Department of Cardiology and Angiology, Campus Charité Mitte (CCM), Charité - University Medicine Berlin, Germany; German Center for Cardiovascular Research (DZHK), Partner site Berlin, Germany.
Clinic of Cardiology and Pneumology, University Medical Center Göttingen, Germany.
Eur J Intern Med. 2021 Apr;86:25-31. doi: 10.1016/j.ejim.2021.01.021. Epub 2021 Feb 6.
Arterial lactate is an established risk marker in patients with pulmonary embolism (PE). However, its clinical applicability is limited by the need of an arterial puncture. In contrast, venous lactate can easily be measured from blood samples obtained via routine peripheral venepuncture.
We investigated the prognostic value of venous lactate with regard to in-hospital adverse outcomes and mortality in 419 consecutive PE patients enrolled in a single-center registry between 09/2008 and 09/2017.
An optimised venous lactate cut-off value of 3.3 mmol/l predicted both, in-hospital adverse outcome (OR 11.0 [95% CI 4.6-26.3]) and all-cause mortality (OR 3.8 [95%CI 1.3-11.3]). The established cut-off value for arterial lactate (2.0 mmol/l) and the upper limit of normal for venous lactate (2.3 mmol/l) had lower prognostic value for adverse outcomes (OR 3.6 [95% CI 1.5-8.7] and 5.7 [95% CI 2.4-13.6], respectively) and did not predict mortality. If added to the 2019 European Society of Cardiology (ESC) algorithm, venous lactate <2.3 mmol/l was associated with a high negative predictive value (0.99 [95% CI 0.97-1.00]) for adverse outcomes in intermediate-low-risk patients, whereas levels ≥3.3 mmol/l predicted adverse outcomes in the intermediate-high-risk group (OR 5.2 [95% CI 1.8-15.0]).

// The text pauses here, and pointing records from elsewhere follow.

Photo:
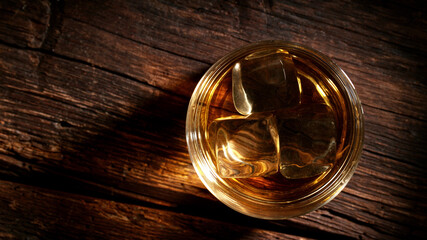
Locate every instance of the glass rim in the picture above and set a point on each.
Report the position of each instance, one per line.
(267, 209)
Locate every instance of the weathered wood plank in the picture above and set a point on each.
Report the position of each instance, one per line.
(377, 67)
(24, 23)
(106, 141)
(35, 213)
(102, 104)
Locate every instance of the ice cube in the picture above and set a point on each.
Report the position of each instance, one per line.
(307, 141)
(245, 146)
(265, 81)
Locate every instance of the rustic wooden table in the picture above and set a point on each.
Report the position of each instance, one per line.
(93, 100)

Venous lactate above the upper limit of normal was associated with increased risk for adverse outcomes and an optimised cut-off value of 3.3 mmol/l predicted adverse outcome and mortality. Adding venous lactate to the 2019 ESC algorithm may improve risk stratification. Importantly, the established cut-off value for arterial lactate has limited specificity in venous samples and should not be used.
动脉乳酸是肺栓塞(PE)患者的既定风险标志物。然而,由于需要动脉穿刺,其临床适用性受到限制。相比之下,静脉乳酸可以通过常规外周静脉穿刺获得的血液样本轻松测量。
我们研究了 419 例连续 PE 患者的静脉乳酸的预后价值,这些患者是在 2008 年 9 月至 2017 年 9 月期间在一个单中心登记处登记的。
优化的静脉乳酸截断值为 3.3mmol/l 可预测院内不良结局(OR 11.0 [95%CI 4.6-26.3])和全因死亡率(OR 3.8 [95%CI 1.3-11.3])。动脉乳酸的既定截断值(2.0mmol/l)和静脉乳酸的正常上限值(2.3mmol/l)对不良结局的预测价值较低(OR 3.6 [95%CI 1.5-8.7]和 5.7 [95%CI 2.4-13.6]),也不能预测死亡率。如果将静脉乳酸<2.3mmol/l 添加到 2019 年欧洲心脏病学会(ESC)算法中,那么中间低危患者的不良结局具有高阴性预测值(0.99 [95%CI 0.97-1.00]),而水平≥3.3mmol/l 则可预测中间高危组的不良结局(OR 5.2 [95%CI 1.8-15.0])。
静脉乳酸超过正常上限与不良结局风险增加相关,优化的截断值 3.3mmol/l 可预测不良结局和死亡率。将静脉乳酸添加到 2019 年 ESC 算法中可能会改善风险分层。重要的是,动脉乳酸的既定截断值在静脉样本中的特异性有限,不应使用。